- Born: 29 January 1887 Leuzigen, Bern, Switzerland
- Died: 5 June 1960 (aged 73)
- Occupation: Aircraft designer
- Parent(s): Emil Haefeli Marie Haefeli-Bärtschi

= August Haefeli =

Swiss aircraft designer (1887–1960)

August Haefeli (Häfeli) (29 January 1887 – 5 June 1960) was a Swiss aircraft designer. Under his direction, 185 aircraft were built, and some were flown by such notable airmen as Walter Mittelholzer, Oskar Bider, Robert Ackermann, and Max Cartier.
Haefeli was born in 1887, in Leuzigen, to Emil Haefeli and Marie Haefeli-Bärtschi. After moving to Mümliswil-Ramiswil, he attended school in Balsthal, where his father served as a clerk. He then studied mechanical engineering at the Burgdorf technical center.

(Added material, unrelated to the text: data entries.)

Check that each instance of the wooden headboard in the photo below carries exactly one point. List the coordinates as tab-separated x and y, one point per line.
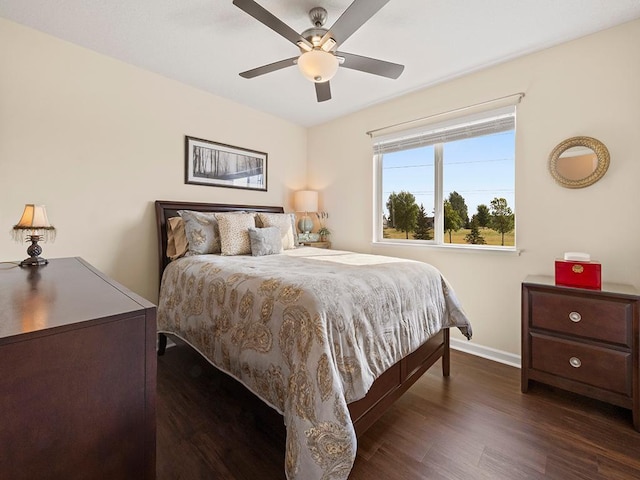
167	209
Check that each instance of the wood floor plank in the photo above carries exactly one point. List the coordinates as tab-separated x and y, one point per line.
474	425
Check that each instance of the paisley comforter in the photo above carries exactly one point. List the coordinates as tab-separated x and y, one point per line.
308	331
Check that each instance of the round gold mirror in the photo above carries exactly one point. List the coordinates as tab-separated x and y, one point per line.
579	162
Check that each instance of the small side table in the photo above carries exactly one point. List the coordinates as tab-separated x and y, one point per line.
326	245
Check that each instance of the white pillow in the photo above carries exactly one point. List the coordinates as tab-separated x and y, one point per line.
234	232
286	222
265	241
201	229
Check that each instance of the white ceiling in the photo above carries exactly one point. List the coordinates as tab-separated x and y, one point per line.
206	43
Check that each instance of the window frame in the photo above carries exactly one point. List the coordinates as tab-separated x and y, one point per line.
426	130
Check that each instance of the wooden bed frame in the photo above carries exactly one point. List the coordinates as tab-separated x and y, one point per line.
387	388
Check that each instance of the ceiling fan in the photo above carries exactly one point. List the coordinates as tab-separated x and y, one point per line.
319	57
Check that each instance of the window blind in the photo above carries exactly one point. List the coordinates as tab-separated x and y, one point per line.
486	123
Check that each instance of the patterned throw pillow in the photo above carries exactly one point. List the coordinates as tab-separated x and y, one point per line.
202	232
265	241
234	232
286	222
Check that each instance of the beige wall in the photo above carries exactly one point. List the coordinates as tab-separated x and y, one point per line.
97	141
561	102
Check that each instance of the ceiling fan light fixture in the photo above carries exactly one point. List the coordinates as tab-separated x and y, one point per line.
328	45
318	66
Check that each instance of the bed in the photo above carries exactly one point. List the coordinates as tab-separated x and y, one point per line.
328	338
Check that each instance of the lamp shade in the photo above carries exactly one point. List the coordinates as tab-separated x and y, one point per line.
318	65
34	217
305	201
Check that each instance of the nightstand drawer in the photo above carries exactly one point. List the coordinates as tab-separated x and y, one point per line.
596	318
600	367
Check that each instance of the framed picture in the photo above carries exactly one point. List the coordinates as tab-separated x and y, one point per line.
220	165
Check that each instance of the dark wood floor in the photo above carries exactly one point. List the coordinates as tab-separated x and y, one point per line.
474	425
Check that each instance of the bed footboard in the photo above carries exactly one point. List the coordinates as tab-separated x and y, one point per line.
396	380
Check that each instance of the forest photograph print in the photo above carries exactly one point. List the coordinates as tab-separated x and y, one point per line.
220	165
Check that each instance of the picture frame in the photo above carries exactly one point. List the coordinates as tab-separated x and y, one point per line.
221	165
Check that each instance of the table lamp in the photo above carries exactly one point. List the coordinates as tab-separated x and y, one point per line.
35	224
305	201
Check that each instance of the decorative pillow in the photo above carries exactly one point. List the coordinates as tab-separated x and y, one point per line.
234	232
286	222
202	232
177	244
265	241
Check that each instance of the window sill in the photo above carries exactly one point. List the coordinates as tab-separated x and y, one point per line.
447	247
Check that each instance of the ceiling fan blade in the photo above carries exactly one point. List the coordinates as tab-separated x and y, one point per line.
352	19
274	23
371	65
271	67
323	91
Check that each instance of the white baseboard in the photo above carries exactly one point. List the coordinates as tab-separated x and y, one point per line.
486	352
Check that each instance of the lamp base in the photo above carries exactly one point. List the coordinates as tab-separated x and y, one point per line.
33	262
34	250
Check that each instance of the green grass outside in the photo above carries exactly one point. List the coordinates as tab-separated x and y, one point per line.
490	236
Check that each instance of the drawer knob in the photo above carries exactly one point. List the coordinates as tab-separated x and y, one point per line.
575	317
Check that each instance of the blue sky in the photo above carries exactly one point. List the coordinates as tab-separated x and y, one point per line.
479	169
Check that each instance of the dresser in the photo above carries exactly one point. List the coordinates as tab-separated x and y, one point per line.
583	341
77	375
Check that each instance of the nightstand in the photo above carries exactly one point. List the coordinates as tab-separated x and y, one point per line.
317	244
583	341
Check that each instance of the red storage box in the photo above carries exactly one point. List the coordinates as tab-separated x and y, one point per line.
579	274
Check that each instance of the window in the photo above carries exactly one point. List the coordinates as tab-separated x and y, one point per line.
448	183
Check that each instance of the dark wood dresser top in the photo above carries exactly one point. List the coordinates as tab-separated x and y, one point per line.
67	291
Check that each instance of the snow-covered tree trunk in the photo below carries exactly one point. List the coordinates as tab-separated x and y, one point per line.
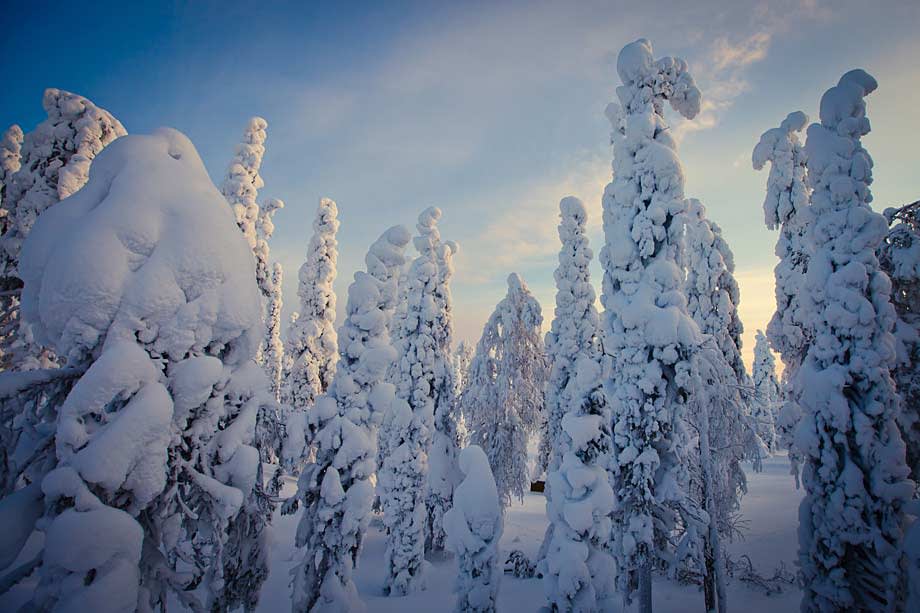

From 1912 to 1914 he worked for Henri Farman in Paris, and then in 1914 he was hired on as an engineer at Aerowerke Gustav Otto (Otto Flugmaschinenfabrik in Berlin. From 1915 to 1929 he was chief designer and head of the aircraft construction department at the Eidgenoessische Konstruktionswerkstaette in Thun. Under his leadership, the Häfeli DH-1, Häfeli DH-2, Häfeli DH-3, Häfeli DH-4, Häfeli DH-5 and Militär-Apparat MA-7 were developed. From 1929 to 1947 he was an engineer in Oberdiessbach at Maschinenfabrik Adolf Vogt and in Villeneuve at Construction Mécanique. He then worked as a freelance engineer in Thun until his death in 1960. A memorial stone for Haefeli was erected at the Balsthal baths in Switzerland on 7 June 2019.